And Steve Wynn is still on a roll despite the youthquake, racing to complete his $2.2 billion, 2,034-room Encore by the end of the year. No word on whether crown molding will be in place. Nor changing tables in the ladies’ room.
The new Vegas is obvious; where once it was chauffeured stretch limos, it’s now private jets on the tarmac. And although Russian sable and big fat diamond watches still sell, the latest fad is a pair of $18,000 Bishop of Seventh Iced jeans from Mojitos Resort Wear at the Wynn. The dungarees, encrusted with seven carats of five-point diamonds and designed with Japanese jeweler Taka Mizuno, are delivered by a Brinks armored car. (One word: marketing.)
Nowhere is today’s Vegas on better display than in the stores. It’s swipe central, from Chanel to YSL, Gucci to Pucci, Fendi to faux–Main Line Pappagallo princess Kate Spade.
The consumer frenzy is what truly reflects Las Vegas’s bizarre personality. They come for one-of-a-kind baubles, such as the $150,000 antique diamond tiara from Fred Leighton found only on the Via Bellagio. And Versace, at the Forum Shops, offers a bedroom set for $140,000.
“The taste level has changed,” says Sunil To- lani, who works at the Versace boutique. “There are more young people with more money, and they are all entrepreneurs.”
“It’s not the same old buffet crowd,” agrees Kenneth Harvey, manager of the Alexander McQueen shop at the Wynn. “These are world-class consumers.”
Over at the Forum Shops’ Pucci emporium, daughters of the Juvéderm set snag limited-edition 1971 classic rompers. Later they can be spied near the swankiest pools in tiny bikinis, muffin-top jeans, and scarf-wrapped high-heel sandals, sipping Perrier Jouët in private cabanas with plasma TVs. The Wynn’s “European pool” means tops (and swimming) are optional.
Vegas—God forbid it goes stale—has buttered up the biggest gourmet superstars.
Mr. Chow is set to open in the Harmon (“It just seemed like the right time,” says Eva Chow). Others, like Kerry Simon, will find a home at George Maloof’s Palms Place.
Simon moved to Las Vegas ten years ago to open Prime Steakhouse at Bellagio (with then-partner Jean-Georges Vongerichten) and “for the lifestyle,” he says. “I can go snowboarding.” He closed his Simon Kitchen and Bar at the Hard Rock Hotel & Casino to open a new restaurant at Palms Place. “George [Maloof] really wanted somebody great—and somebody local. I think a lot of chefs come and go, and it’s important to have someone who cares.” As for the competition, he is unfazed. “You need to have a Ducasse, a Robuchon, a Savoy. There are so many different markets here.”
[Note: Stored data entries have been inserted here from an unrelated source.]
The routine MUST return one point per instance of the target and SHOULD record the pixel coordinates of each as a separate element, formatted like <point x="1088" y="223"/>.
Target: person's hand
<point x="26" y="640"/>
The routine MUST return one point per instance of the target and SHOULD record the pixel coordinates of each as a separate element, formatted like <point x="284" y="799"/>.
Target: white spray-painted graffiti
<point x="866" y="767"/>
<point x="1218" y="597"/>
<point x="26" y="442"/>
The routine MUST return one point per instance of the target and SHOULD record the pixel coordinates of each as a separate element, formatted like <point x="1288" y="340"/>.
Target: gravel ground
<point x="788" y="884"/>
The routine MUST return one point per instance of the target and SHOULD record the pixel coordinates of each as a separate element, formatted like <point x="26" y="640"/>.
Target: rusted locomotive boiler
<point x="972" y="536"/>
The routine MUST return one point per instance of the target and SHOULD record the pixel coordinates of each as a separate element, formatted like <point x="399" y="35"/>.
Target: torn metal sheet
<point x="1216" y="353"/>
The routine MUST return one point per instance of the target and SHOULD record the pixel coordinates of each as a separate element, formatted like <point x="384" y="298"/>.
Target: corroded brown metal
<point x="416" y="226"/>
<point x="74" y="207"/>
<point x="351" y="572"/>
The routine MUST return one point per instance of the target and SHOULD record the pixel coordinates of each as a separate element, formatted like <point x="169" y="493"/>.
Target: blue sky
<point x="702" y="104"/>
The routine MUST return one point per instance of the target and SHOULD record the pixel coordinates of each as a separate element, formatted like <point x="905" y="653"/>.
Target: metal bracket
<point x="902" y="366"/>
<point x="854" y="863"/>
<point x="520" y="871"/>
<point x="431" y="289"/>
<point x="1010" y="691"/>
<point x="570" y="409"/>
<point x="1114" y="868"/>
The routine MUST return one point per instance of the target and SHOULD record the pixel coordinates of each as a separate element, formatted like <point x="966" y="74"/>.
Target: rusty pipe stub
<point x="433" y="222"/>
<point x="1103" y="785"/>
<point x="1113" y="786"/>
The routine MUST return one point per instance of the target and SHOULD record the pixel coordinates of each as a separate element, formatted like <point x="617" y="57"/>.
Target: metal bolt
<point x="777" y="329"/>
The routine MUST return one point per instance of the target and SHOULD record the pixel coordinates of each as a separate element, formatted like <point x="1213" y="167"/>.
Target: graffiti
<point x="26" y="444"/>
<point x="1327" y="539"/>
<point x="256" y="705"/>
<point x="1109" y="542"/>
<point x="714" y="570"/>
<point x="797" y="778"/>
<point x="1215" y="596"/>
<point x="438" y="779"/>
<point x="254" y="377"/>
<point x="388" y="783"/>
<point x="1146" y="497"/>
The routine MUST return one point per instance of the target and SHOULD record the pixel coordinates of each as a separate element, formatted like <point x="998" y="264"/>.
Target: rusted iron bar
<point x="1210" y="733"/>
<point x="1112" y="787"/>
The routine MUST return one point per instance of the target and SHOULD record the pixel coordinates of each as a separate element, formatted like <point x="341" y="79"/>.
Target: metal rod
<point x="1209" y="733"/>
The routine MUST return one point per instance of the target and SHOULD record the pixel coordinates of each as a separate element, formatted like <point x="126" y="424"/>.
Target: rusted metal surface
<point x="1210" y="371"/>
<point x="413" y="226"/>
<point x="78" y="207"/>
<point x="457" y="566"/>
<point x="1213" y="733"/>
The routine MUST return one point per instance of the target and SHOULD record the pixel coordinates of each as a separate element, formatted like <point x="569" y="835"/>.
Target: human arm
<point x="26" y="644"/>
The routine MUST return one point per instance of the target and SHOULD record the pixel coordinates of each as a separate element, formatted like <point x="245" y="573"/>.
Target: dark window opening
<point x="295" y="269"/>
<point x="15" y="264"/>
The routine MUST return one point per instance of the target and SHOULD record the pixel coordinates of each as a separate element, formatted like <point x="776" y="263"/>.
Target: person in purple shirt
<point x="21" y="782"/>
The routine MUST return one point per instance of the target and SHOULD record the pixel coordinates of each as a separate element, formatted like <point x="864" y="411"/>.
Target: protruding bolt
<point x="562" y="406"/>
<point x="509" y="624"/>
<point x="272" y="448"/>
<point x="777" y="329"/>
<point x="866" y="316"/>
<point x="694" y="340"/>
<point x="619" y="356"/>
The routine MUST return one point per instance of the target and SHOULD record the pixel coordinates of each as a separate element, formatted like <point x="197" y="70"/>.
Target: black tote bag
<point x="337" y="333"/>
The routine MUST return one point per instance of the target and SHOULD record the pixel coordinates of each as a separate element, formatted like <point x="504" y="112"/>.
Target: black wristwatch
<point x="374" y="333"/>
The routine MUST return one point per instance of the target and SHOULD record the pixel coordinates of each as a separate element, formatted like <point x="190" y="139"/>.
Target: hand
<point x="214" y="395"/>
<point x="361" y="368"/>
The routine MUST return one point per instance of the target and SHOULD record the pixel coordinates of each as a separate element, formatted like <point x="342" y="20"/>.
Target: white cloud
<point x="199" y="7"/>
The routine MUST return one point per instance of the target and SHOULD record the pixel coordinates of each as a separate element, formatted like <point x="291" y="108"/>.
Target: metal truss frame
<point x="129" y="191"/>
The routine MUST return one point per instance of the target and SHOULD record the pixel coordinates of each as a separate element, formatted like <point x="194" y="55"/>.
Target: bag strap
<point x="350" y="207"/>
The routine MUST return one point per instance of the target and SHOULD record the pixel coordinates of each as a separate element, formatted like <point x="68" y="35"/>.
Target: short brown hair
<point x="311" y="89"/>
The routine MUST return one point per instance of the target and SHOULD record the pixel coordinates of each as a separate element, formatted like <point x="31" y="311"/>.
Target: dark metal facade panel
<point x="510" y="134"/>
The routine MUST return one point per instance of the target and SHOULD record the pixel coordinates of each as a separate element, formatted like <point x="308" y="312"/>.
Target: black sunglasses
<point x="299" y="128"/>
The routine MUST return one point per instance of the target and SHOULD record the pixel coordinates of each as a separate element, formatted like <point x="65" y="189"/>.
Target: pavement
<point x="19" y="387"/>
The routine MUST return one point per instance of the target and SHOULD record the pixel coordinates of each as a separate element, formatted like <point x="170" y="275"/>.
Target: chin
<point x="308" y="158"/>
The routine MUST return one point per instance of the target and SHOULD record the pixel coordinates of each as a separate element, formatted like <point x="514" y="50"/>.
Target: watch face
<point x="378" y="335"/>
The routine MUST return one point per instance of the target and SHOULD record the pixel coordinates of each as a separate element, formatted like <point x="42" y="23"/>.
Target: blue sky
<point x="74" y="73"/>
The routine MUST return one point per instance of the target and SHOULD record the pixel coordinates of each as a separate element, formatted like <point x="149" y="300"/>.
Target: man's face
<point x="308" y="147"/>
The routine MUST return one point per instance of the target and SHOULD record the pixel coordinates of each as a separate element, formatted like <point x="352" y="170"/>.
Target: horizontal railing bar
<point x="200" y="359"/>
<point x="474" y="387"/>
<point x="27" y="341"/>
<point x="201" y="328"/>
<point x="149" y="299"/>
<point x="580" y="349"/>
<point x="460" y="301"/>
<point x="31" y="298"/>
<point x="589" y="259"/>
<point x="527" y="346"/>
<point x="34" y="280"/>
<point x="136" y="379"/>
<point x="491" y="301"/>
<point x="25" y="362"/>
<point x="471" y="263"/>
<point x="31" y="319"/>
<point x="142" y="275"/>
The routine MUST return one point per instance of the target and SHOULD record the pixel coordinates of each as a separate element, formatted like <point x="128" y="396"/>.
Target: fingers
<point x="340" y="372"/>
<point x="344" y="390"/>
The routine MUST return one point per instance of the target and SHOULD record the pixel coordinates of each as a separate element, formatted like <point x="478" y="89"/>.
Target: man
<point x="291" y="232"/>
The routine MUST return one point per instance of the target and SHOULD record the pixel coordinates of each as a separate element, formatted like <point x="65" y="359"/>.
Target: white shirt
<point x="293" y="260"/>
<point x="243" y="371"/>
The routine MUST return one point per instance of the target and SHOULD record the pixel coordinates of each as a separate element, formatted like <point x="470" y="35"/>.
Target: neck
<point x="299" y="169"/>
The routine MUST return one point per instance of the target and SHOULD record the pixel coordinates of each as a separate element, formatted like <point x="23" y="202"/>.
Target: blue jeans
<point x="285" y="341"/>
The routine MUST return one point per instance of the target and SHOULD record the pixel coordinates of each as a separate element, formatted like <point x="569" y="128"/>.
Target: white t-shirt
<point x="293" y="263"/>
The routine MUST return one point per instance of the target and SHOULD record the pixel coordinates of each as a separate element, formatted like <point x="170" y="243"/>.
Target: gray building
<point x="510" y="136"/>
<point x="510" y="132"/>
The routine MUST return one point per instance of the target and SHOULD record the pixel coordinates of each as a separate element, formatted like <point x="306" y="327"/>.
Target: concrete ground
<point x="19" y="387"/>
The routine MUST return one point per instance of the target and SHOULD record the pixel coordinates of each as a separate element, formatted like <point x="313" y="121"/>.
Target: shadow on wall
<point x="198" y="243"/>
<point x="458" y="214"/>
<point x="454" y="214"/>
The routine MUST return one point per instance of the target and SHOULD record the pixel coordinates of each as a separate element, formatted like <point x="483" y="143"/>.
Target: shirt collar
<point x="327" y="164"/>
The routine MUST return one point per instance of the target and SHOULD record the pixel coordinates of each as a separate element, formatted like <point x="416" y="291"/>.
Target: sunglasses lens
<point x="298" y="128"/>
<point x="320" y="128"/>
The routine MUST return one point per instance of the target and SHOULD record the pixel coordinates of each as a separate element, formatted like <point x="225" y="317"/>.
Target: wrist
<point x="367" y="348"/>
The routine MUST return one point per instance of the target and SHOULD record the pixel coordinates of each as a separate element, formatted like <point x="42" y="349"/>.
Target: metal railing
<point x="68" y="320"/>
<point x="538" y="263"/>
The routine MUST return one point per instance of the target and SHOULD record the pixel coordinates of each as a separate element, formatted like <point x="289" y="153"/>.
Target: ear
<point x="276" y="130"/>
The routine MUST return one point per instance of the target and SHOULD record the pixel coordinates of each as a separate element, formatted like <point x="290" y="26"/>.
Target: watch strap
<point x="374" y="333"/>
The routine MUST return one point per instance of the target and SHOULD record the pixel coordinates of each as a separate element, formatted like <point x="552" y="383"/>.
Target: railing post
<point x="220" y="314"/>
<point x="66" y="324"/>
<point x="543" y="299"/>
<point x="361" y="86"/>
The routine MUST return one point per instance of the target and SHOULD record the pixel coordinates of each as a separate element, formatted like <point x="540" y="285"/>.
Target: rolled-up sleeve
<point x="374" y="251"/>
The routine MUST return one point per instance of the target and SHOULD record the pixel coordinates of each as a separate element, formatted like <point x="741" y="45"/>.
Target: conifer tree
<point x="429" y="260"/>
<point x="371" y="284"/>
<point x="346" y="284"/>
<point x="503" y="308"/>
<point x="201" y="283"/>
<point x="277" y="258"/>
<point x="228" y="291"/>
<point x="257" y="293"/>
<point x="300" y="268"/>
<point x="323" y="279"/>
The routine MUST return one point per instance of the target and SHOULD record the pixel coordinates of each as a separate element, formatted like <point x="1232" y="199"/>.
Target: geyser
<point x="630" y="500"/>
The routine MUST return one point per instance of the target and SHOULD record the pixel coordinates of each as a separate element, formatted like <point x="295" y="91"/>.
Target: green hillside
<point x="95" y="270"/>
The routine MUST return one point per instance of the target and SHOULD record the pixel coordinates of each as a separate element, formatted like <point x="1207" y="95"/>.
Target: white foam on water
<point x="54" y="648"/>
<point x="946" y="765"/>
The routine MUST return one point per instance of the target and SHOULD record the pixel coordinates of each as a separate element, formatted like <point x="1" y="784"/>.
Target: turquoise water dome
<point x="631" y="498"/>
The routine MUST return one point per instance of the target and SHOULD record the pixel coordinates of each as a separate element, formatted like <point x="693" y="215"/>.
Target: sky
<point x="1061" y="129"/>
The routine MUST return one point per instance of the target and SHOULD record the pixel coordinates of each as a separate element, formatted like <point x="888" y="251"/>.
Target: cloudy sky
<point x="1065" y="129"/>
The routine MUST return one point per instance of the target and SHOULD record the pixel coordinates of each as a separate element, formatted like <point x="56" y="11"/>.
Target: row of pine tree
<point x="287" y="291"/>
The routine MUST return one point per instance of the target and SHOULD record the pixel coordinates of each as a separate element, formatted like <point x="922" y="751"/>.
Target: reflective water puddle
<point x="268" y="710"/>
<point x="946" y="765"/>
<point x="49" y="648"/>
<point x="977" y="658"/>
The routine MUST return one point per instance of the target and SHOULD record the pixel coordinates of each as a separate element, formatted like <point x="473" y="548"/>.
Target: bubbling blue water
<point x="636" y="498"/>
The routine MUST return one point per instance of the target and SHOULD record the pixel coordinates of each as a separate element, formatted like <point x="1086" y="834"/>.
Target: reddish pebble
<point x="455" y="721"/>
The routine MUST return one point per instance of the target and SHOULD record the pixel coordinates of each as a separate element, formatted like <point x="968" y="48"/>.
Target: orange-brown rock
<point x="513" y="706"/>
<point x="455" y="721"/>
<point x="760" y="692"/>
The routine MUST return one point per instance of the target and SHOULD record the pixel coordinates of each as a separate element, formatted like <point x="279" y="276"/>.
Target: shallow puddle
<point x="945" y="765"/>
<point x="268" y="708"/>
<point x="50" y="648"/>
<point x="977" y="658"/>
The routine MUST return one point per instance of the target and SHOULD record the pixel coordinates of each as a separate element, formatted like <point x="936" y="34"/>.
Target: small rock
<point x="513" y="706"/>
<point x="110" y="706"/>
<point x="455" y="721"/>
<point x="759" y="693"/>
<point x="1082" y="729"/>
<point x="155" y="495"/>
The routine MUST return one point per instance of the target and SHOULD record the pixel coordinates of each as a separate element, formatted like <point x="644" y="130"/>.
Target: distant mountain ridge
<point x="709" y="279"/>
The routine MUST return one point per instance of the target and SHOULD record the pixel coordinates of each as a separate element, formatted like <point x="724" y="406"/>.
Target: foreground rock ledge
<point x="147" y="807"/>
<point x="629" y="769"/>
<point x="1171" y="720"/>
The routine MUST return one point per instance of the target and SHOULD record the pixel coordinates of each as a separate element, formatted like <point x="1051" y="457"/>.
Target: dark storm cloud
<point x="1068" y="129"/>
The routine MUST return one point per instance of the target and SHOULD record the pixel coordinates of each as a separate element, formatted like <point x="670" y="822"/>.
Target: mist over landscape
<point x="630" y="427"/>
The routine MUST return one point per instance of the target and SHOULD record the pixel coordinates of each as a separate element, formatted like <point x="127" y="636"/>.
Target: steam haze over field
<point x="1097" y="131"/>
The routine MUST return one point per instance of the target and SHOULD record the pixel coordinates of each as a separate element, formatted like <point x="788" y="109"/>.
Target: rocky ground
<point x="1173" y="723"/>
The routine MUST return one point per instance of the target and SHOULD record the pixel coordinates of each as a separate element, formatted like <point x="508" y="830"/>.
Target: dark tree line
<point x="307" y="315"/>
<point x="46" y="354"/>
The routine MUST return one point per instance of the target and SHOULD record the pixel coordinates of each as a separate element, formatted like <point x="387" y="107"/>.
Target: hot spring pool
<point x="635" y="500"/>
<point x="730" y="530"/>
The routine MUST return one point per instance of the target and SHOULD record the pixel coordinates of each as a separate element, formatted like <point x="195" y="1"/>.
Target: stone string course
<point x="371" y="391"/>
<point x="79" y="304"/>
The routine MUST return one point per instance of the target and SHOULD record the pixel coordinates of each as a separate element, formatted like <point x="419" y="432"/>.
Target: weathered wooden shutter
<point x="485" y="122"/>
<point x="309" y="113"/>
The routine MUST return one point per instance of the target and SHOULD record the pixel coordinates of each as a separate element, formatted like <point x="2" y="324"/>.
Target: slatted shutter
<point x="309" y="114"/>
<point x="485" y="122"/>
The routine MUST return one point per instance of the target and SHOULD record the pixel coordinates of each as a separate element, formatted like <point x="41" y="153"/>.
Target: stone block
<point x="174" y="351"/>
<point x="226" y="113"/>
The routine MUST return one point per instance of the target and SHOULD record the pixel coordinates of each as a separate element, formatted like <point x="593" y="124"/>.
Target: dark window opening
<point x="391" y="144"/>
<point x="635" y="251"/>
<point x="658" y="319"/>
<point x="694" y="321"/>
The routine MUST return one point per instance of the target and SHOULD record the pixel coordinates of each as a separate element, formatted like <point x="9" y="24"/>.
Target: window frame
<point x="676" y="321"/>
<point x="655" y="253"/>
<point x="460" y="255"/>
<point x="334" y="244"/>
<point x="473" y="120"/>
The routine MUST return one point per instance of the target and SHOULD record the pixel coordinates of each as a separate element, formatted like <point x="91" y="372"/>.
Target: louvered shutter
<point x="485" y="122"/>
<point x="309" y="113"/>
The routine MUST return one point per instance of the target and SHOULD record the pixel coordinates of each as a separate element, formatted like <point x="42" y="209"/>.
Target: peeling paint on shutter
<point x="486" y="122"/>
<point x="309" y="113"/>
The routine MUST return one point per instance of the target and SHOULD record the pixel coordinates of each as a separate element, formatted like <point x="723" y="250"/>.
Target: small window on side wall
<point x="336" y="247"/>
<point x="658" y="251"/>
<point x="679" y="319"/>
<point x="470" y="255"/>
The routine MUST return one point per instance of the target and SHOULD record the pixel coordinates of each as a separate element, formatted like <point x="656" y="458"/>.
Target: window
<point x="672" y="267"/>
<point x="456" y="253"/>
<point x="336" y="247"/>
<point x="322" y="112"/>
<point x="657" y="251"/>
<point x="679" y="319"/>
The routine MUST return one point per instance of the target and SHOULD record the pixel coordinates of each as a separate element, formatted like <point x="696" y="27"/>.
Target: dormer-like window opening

The arrival of Joël Robuchon—crowned Chef of the Century by the French restaurant guide Gault Millau, at the MGM Grand—was greeted with glee in Las Vegas. His plush restaurant offers a 16-course tasting menu for $385 and is booked a month in advance. The tab can easily run into four figures, and the menu is heavy on truffles, lobster, and, of course, ossetra caviar. The legendary Guy Savoy had his place at Caesars designed by Jean-Michel Wilmotte, the same architect who created his original place in Paris. Zut alors.
Julian Serrano’s Picasso has joined Sirio Maccioni’s Le Cirque at Bellagio. And at the Venetian, David Burke Las Vegas is drawing the swells with its ostrich-egg shell filled with lobster scramble and caviar, and Mario Batali has moved in with alluring, cozy wine-room seating at B&B Ristorante. Thomas Keller, with an outpost of Napa’s Bouchon, has come along for the gondola ride, too.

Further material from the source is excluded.